Malattie e Fertilità

Principali patologie che influiscono sulla fertilità

Papilloma virus umano (HPV)

Esistono più di 150 sottotipi virali, che infettano la cute e le mucose del corpo umano.
I ceppi di HPV che infettano il tratto genitale si trasmettono prevalentemente per via sessuale.
L'HPV genitale è importante perchè alcuni ceppi possono dare lesioni della cervice uterina che potrebbero evolvere negli anni in un tumore.

La massima prevalenza dell'infezione si ha tra i 20 ed i 24 anni.
Il rischio di infettarsi è massimo nei primi 3 anni dal primo rapporto, periodo nel quale si verifica in genere la metà delle infezioni.

Nella popolazione generale il virus è molto diffuso: la maggior parte delle persone è portatrice dell'HPV senza saperlo (si stima sia presente in 1 donna ogni 10), ma solo nel 10% dei soggetti infetti si troveranno con il Pap test le alterazioni cellulari che precorrono – di anni! - il tumore del collo dell'utero.
L'incubazione dell'infezione dura da 1 ad 8 mesi ed è seguita da una lesione iniziale la cui sorte è il frutto dell'interazione fra il virus ed il sistema immunitario dell'ospite. Solitamente si tratta di un'infezione transitoria, perché il sistema immunitario distrugge il virus: il 70% delle infezioni regredisce nell'arco di un anno. In certi casi però può persistere per tutta la vita; si sviluppa così o un'infezione latente, nella quale è possibile riscontrare la presenza del virus senza che però esso alteri le cellule, oppure un'infezione subclinica nella quale, di solito in assenza di sintomi, si riscontra con il Pap test l'anormalità delle cellule del collo dell'utero.

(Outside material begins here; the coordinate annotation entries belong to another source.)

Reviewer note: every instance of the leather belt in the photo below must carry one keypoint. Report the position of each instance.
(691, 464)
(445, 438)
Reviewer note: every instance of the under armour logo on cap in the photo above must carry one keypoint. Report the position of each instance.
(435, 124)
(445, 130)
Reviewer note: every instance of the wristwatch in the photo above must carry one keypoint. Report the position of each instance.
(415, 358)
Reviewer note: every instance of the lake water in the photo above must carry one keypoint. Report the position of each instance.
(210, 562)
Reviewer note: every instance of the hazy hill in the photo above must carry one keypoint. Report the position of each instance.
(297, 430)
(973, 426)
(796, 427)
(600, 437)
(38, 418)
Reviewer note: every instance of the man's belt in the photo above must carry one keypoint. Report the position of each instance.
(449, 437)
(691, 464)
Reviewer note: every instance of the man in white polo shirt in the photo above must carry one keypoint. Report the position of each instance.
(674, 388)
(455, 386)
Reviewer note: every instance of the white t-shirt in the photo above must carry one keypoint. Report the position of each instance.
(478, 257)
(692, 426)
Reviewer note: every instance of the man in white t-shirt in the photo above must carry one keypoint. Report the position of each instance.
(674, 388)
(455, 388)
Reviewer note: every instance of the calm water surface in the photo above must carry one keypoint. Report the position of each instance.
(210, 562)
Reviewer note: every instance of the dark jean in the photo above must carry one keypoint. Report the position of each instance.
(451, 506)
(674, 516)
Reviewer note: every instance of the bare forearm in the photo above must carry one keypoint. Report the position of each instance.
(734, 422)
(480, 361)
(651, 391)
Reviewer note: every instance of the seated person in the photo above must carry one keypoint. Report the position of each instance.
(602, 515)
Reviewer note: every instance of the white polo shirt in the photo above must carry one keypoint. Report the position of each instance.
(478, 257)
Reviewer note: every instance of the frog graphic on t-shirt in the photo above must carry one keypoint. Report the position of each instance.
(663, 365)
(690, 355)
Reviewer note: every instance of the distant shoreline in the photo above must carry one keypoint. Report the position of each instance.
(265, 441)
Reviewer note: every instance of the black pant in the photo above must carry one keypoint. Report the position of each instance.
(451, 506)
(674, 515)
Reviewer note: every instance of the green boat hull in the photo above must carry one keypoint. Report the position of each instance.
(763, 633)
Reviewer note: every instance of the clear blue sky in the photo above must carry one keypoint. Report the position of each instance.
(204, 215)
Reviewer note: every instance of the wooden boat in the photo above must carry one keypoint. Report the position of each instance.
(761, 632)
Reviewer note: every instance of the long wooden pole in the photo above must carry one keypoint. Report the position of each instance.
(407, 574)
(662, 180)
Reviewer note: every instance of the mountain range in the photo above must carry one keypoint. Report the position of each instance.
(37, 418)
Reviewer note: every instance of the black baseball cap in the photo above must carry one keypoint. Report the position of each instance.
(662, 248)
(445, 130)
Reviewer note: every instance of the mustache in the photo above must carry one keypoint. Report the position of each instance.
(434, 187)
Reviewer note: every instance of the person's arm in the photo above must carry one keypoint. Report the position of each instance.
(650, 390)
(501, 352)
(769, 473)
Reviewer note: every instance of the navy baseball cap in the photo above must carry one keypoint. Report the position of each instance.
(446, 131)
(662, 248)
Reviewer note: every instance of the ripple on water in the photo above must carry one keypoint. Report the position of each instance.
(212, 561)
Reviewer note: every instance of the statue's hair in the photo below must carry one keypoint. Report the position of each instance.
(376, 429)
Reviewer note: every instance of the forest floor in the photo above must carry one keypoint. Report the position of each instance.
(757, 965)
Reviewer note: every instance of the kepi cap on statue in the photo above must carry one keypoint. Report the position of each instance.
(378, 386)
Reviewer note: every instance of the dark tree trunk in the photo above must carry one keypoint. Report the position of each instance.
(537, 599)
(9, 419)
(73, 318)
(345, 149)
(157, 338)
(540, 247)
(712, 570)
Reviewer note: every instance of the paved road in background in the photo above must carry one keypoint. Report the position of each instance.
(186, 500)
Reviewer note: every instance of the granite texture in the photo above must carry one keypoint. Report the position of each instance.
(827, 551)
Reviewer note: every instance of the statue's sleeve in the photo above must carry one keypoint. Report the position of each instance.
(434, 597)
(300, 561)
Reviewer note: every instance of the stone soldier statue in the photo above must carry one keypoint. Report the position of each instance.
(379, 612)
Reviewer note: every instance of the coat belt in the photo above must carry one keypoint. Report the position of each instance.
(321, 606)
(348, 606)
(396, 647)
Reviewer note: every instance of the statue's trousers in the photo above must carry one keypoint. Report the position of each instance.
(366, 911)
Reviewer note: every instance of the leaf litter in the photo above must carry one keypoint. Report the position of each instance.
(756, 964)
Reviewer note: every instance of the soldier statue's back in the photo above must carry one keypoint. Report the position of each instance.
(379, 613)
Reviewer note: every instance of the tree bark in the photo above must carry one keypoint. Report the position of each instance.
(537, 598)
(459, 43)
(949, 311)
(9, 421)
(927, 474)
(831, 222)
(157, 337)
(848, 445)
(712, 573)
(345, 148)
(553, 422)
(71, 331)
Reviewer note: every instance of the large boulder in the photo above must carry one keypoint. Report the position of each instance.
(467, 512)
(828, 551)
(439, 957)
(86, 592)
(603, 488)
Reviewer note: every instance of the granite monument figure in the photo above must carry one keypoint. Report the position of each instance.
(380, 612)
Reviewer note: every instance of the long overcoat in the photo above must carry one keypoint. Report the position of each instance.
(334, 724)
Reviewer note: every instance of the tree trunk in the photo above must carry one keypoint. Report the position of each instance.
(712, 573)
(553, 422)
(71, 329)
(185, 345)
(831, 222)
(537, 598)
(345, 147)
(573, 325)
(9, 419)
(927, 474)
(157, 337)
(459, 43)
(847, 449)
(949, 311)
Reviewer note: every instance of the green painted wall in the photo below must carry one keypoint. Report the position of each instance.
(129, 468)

Alcuni ceppi danno altre forme cliniche di infezione, rappresentate da escrescenze cutanee simili a verruche, dette condilomi, che si possono trovare in tutte le aree corporee esposte a un contatto sessuale.

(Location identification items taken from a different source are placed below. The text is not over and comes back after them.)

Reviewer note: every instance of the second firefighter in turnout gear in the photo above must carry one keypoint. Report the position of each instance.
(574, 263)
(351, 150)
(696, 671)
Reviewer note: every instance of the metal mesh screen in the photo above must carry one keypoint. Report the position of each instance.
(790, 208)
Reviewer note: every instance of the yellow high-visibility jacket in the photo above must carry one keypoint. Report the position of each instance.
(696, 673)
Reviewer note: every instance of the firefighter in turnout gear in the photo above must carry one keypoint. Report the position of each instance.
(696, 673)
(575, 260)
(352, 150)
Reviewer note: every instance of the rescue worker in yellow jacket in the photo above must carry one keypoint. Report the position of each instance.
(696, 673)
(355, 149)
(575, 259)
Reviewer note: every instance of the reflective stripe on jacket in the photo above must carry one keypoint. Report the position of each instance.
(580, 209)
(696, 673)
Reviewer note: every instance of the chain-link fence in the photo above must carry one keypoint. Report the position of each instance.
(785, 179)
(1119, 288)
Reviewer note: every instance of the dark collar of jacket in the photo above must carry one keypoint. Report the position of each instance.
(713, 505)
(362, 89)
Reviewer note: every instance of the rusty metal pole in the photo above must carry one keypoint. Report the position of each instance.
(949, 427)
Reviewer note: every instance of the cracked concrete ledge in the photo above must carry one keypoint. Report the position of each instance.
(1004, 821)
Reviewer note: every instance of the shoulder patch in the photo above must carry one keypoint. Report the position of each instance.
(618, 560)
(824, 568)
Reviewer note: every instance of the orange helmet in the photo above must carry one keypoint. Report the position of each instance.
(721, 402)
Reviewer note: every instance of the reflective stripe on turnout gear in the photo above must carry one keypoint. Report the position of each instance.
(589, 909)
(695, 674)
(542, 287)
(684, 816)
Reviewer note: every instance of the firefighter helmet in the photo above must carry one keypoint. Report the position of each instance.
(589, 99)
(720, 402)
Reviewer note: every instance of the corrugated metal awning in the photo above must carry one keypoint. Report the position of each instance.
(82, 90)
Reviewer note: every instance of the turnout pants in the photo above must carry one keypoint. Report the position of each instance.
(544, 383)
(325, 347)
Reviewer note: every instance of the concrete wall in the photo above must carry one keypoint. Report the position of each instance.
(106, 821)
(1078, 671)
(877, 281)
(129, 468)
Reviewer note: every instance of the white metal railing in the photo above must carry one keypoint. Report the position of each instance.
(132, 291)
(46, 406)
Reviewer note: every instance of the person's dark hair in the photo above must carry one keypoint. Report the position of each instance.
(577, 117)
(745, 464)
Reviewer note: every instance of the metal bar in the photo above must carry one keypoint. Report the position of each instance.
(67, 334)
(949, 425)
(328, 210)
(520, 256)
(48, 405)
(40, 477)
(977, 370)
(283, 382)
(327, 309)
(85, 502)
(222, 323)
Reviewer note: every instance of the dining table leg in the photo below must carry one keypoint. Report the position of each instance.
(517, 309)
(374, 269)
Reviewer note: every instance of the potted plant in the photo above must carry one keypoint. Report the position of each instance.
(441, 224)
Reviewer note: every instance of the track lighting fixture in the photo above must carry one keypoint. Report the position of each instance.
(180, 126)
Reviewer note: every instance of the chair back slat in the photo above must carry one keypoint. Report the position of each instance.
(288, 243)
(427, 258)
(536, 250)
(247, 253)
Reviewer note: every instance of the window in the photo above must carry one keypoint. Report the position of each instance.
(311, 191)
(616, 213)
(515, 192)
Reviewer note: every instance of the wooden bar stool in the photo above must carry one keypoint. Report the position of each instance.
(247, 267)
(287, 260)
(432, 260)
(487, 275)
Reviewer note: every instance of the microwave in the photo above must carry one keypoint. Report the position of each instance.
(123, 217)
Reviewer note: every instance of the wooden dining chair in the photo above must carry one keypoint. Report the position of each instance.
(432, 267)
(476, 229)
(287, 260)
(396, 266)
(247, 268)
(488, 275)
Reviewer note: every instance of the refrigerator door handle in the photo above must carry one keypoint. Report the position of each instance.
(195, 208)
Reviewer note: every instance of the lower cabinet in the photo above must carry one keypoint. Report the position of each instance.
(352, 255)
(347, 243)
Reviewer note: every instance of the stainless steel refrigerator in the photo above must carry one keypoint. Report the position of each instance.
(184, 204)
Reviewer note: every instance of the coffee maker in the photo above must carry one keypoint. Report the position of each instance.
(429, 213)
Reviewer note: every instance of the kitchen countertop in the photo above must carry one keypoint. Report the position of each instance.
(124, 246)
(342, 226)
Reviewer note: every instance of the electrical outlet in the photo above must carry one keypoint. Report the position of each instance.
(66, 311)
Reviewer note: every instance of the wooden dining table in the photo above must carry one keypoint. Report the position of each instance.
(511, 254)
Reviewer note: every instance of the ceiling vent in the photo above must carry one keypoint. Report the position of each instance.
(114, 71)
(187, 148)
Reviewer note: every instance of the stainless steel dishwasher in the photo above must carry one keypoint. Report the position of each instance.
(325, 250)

Abbiamo detto che nella maggior parte dei casi l'infezione guarisce spontaneamente, ma se non guarisce, si può curare con farmaci che potenziano il sistema immunitario del soggetto colpito. Non esiste a tuttoggi una cura farmacologica che debelli da sola il virus.
E' necessario talvolta procedere alla rimozione chirurgica delle lesioni, che consente l'asportazione delle cellule malate. Il virus può però restare silente nei tessuti apparentemente sani per cui saranno necessari controlli successivi periodici.

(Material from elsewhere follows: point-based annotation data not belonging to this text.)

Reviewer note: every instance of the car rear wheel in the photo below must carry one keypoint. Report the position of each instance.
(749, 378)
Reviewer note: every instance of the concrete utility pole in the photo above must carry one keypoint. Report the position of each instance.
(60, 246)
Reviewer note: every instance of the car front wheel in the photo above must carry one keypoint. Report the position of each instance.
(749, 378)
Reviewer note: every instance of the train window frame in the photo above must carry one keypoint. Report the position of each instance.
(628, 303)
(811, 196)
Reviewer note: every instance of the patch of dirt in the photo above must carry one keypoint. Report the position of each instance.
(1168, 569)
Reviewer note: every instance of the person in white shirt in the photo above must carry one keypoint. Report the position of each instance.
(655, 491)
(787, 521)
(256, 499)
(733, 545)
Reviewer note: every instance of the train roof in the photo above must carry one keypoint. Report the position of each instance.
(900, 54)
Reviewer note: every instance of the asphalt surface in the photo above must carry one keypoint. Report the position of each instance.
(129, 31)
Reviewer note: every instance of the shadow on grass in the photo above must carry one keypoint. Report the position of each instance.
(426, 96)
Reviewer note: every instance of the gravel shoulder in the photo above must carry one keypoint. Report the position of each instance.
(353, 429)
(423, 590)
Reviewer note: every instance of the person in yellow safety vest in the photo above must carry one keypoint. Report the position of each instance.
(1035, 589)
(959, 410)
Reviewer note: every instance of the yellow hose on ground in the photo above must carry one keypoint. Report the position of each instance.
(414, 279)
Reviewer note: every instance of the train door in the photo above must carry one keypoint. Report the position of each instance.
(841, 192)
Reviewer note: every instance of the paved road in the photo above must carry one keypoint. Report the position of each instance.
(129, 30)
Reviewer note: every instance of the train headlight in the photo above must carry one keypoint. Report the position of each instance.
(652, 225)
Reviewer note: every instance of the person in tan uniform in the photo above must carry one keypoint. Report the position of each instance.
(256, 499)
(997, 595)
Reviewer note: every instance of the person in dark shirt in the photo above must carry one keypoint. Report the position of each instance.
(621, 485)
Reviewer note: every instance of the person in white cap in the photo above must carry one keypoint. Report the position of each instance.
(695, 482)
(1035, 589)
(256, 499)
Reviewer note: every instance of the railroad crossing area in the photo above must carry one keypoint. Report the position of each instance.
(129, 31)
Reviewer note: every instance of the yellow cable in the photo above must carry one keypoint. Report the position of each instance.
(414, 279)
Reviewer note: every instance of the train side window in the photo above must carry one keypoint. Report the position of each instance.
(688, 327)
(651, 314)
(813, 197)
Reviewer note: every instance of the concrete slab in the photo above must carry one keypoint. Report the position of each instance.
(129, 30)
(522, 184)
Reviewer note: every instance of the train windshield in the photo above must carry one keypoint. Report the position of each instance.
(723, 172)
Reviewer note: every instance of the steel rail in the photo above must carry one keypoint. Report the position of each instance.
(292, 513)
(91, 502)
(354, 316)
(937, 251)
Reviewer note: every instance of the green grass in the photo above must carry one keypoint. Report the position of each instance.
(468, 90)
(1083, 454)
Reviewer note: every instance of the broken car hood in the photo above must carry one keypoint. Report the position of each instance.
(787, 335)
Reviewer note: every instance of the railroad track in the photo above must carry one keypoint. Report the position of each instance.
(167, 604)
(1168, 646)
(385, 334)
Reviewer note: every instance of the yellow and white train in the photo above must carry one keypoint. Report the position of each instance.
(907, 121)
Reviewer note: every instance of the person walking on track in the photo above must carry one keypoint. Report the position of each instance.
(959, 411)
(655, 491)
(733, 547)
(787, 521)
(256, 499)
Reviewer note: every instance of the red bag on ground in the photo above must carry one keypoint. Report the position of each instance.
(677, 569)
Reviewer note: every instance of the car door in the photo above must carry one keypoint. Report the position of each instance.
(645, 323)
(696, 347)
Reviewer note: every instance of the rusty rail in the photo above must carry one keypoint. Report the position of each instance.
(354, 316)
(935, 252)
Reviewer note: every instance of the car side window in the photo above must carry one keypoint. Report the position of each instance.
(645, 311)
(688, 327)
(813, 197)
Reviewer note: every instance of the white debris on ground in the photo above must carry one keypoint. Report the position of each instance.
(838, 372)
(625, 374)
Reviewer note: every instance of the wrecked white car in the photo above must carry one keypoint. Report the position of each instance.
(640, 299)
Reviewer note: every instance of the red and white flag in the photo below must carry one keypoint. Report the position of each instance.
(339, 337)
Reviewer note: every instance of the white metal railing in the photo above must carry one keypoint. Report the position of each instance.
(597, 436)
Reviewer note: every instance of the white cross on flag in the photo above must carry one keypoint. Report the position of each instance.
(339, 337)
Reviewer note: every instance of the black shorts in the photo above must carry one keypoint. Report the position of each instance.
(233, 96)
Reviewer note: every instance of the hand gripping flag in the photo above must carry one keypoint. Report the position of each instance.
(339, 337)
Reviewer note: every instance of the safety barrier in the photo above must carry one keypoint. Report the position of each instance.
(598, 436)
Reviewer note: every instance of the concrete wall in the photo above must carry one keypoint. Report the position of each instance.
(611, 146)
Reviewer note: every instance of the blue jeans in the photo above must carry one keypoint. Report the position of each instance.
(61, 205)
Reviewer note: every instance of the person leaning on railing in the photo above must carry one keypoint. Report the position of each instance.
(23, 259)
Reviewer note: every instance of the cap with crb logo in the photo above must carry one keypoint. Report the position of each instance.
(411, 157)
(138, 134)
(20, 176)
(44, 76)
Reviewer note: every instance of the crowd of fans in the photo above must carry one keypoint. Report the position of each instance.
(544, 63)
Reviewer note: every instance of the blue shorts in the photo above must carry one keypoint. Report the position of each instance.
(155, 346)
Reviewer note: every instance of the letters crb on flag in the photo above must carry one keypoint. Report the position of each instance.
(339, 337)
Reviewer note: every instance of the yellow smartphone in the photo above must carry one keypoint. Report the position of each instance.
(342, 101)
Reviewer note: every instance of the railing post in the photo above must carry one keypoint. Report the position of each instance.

Si può prevenire l'infezione?

Sono oggi disponibili 2 vaccini prodotti solo contro i ceppi di HPV considerati più pericolosi, perché capaci di provocare più frequentemente il cancro nelle cellule infettate rispetto agli altri ceppi. Il vaccino è raccomandato alle donne che non hanno ancora incontrato il virus, cioè prima dei rapporti sessuali; in Italia è dispensato dal SSN alle bambine di 12 anni, ma può essere utilmente praticato anche a tutte le altre giovani donne fino a 26 anni. Resta comunque indispensabile nella prevenzione dell'infezione l'utilizzo corretto e regolare del profilattico; esso è raccomandato anche ai soggetti già sicuramente infetti, non solo per limitare la diffusione dell'infezione, ma anche per protezione meccanica del collo dell'utero. E' probabile che presto verrà proposto il vaccino anche ai giovani maschi.